From the Nested Knowledge Team
Our team at Nested Knowledge is exploring some interesting questions on the relationship between social behavior and spread of the novel coronavirus. One concept we explored was trying to find an indicator of compliance with law; in this case, we used tax compliance as a proxy for law-abiding behavior. The basic hypothesis: if a country is more tax-compliant, we could assume that they are law-abiding and therefore will follow social distancing and other guidelines conscientiously.
Our analysts used this shared datasheet of statistics on COVID-19 cases and mortality, which summarizes the raw data made available based on a range of sources here, including cases and deaths by country and population. The data on tax evasion comes from a publication from the Journal of International Development here and the data of tax revenue for each country comes from the International Monetary Fund World Revenue Longitudinal Data (IMF-WoRLD).
Some disclaimers: Pandemic infection rates are complex issues with a lot of variable factors. Every country has different population densities, timelines for the pandemic, varying diagnostic capabilities, differing standards for tracking patients and quality of healthcare in addition to how much social distancing is recognized and followed. Due to those considerations, our statisticians do not perform inferential statistics due to the potential impact of confounding variables, However, one thing that we do know is human contact spreads the virus faster, and so a culture of disregarding laws or rules surrounding social distancing *could* potentially lead to an increased occurrence of COVID-19 infection. Analyzing this data, our experts from Nested Knowledge performed correlation analysis, simple linear regression, and Mann-Whitney U Tests.
Some key results from the analysis:
- In the analyzed data, we found Pakistan experienced serious revenue loss due to tax evasion as it is the only country on the Top 10 country list of both total tax loss and percentage tax loss (the percentage of the total tax loss in the total governmental tax revenue) – it had 12.06 billion dollars tax loss which took up 51.16% of the total tax revenue in 2013. But it doesn’t have a high percentage confirmed and death rate (the percentage of total confirmed/death cases in the total population). (Confirmed % Pop: 0.0033%, Death % Pop: 0.000064%)
- The percentage tax loss (total revenue loss/gross domestic product) has moderate negative correlation with percentage confirmed/death rate (total confirmed/death cases divided by /population). The spearman correlation between the percentage tax loss and the percentage confirmed rate is -0.48 and that between the percentage tax loss and the percentage death rate is -0.43 (Figure 1).
- The result above is very counterintuitive, and we felt excluding some potential outliers might help.
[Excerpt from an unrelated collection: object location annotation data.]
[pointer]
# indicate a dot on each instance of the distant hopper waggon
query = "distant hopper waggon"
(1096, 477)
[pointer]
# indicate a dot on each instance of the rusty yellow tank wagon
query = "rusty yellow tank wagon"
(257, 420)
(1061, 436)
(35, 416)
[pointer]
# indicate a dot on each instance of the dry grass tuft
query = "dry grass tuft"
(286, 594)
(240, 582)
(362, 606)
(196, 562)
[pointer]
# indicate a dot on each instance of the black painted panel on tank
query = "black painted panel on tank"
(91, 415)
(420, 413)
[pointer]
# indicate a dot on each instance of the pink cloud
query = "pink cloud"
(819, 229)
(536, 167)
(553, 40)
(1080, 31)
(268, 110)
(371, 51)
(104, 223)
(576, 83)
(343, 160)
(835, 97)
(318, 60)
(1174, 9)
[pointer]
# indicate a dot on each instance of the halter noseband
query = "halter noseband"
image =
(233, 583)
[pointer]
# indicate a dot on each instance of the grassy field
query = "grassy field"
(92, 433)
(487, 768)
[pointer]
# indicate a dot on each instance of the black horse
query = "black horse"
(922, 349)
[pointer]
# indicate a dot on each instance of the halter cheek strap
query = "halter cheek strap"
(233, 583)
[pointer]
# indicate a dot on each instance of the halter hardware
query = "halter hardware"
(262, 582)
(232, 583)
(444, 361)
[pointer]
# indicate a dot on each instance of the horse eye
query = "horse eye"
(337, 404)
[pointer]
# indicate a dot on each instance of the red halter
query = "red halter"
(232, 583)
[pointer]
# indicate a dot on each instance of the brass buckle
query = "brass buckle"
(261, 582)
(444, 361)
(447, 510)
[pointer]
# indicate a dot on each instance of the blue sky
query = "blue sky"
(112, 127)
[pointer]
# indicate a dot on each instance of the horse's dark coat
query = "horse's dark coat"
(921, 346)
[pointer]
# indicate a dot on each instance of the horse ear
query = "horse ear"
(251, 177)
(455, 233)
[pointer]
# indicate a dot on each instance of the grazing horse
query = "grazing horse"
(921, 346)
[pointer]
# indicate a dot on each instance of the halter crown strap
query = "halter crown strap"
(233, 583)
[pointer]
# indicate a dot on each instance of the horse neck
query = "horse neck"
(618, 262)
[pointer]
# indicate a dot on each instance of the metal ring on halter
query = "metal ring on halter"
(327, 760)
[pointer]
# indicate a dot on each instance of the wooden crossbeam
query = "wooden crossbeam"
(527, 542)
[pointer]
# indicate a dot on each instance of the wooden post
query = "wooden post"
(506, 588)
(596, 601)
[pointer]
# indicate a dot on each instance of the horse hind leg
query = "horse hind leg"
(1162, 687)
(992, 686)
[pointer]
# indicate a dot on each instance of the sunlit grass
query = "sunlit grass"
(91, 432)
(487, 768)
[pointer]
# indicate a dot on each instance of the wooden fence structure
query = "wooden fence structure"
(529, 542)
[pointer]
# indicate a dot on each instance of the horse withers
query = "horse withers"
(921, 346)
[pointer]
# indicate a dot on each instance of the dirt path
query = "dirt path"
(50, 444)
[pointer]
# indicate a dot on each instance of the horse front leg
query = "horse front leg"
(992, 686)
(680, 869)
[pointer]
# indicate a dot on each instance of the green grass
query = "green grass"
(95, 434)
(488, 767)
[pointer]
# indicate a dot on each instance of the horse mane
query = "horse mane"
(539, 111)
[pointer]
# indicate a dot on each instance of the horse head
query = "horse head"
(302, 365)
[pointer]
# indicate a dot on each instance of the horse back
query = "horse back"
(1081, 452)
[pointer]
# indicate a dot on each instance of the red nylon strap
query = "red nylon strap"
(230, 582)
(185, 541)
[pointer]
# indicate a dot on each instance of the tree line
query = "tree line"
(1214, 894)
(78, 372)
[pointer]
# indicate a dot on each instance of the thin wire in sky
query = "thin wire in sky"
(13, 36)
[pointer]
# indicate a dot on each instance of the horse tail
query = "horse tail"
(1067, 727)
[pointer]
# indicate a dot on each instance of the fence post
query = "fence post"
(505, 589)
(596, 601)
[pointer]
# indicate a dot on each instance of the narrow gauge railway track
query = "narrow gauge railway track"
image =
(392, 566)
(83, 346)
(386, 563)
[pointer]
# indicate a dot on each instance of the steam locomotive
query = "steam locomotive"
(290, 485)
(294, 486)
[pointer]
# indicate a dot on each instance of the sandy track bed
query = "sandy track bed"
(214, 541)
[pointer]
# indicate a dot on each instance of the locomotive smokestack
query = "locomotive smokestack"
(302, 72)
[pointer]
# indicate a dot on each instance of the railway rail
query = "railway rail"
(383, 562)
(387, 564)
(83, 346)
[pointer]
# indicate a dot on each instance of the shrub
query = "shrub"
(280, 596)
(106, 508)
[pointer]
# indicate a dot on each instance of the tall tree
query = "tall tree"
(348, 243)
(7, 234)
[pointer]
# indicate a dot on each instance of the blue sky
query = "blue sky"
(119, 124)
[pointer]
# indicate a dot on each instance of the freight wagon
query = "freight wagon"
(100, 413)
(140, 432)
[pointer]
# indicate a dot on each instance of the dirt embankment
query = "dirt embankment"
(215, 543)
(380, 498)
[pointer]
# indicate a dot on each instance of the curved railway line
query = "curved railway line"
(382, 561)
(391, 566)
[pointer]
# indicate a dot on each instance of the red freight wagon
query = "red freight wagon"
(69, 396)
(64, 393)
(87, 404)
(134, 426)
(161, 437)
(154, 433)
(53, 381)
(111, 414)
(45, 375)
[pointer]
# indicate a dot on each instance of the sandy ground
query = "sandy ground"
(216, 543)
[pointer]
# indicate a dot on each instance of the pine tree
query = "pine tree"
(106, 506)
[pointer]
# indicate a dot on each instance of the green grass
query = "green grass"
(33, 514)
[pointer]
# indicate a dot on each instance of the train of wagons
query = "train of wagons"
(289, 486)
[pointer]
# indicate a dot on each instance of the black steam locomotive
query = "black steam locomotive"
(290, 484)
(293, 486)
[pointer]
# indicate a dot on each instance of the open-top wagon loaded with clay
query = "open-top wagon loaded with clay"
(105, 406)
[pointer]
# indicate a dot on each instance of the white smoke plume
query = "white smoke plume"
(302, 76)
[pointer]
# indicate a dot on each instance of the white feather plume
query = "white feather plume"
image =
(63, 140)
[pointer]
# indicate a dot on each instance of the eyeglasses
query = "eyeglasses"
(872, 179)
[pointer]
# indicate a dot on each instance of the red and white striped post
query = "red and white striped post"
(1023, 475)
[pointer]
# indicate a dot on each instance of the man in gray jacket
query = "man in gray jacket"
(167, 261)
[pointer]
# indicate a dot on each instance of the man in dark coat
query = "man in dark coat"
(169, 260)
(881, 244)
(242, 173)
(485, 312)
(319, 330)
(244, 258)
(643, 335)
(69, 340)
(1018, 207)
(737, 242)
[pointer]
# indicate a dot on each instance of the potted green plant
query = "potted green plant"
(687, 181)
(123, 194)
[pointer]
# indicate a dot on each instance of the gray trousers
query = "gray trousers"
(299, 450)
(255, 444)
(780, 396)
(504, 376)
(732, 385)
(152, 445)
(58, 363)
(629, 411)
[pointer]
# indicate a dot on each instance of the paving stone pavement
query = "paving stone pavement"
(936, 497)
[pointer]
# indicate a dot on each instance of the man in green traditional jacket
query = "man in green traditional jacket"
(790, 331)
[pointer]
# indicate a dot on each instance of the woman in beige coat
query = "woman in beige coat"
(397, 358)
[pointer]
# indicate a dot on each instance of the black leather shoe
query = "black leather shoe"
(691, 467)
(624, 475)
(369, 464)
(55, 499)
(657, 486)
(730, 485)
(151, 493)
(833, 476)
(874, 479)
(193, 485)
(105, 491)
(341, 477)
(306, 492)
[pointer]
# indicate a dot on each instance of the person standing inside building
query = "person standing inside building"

So we have 2 exclusion criteria: ① excluding countries with less than 1M population (10 countries, Figure 2), ② excluding countries with the percentage confirmed rate more than 20%. Choosing either criteria resulted in very similar results with the original one (Figure 1).
- Also, we found the pearson correlation increases after performing the exclusion criteria and simple linear regression was performed on the data using exclusion criteria ② (Figure 3). Although it is a slight correlation, we still can reconfirm the counterintuitive negative correlation between the percentage tax loss and the percentage confirmed rate.
- We divide all the countries into 2 groups – if they get positive tax loss, then they are in the tax loss group; otherwise they are in the tax gain group. After performing Mann-Whitney U Test, we found there is a significant difference between these 2 groups in terms of the percentage confirmed and death rate (p-value is 0.001 and 0.009 respectively) and these rates in the tax gain group are higher than those in the tax loss group. This also shows likely that the more tax loss, the less percentage confirmed/death rate.
Figure 1. Spearman correlation between the percentage tax loss and the percentage confirmed/death rate for 3 scenarios (Original, Excluding countries with less than 1M population, Excluding countries with the percentage confirmed rate more than 20%).
Figure 2. 10 countries excluded from exclusion criteria ①.
Figure 3. Left: Pearson correlation between the percentage tax loss and the percentage confirmed/death rate for 3 scenarios (Original, Excluding countries with less than 1M population, Excluding countries with the percentage confirmed rate more than 20%). Right: Linear regression for the last scenario.
These observations do not represent our opinion on tax compliance in different countries in any way, and that expert recommendations (not ours) on social activity and social distancing should be the central guide in behavior during this crisis.
As the scientific community rallies around to fight the pandemic, we encourage data analytics experts and interested scientists can use our data sheet to build their data models; you can “mirror” it in your own Google Sheet using the ImportRange function. We hope that this can be a start for researchers to pool data and construct their own analysis on factors related to population, socioeconomics, culture, and other datasets.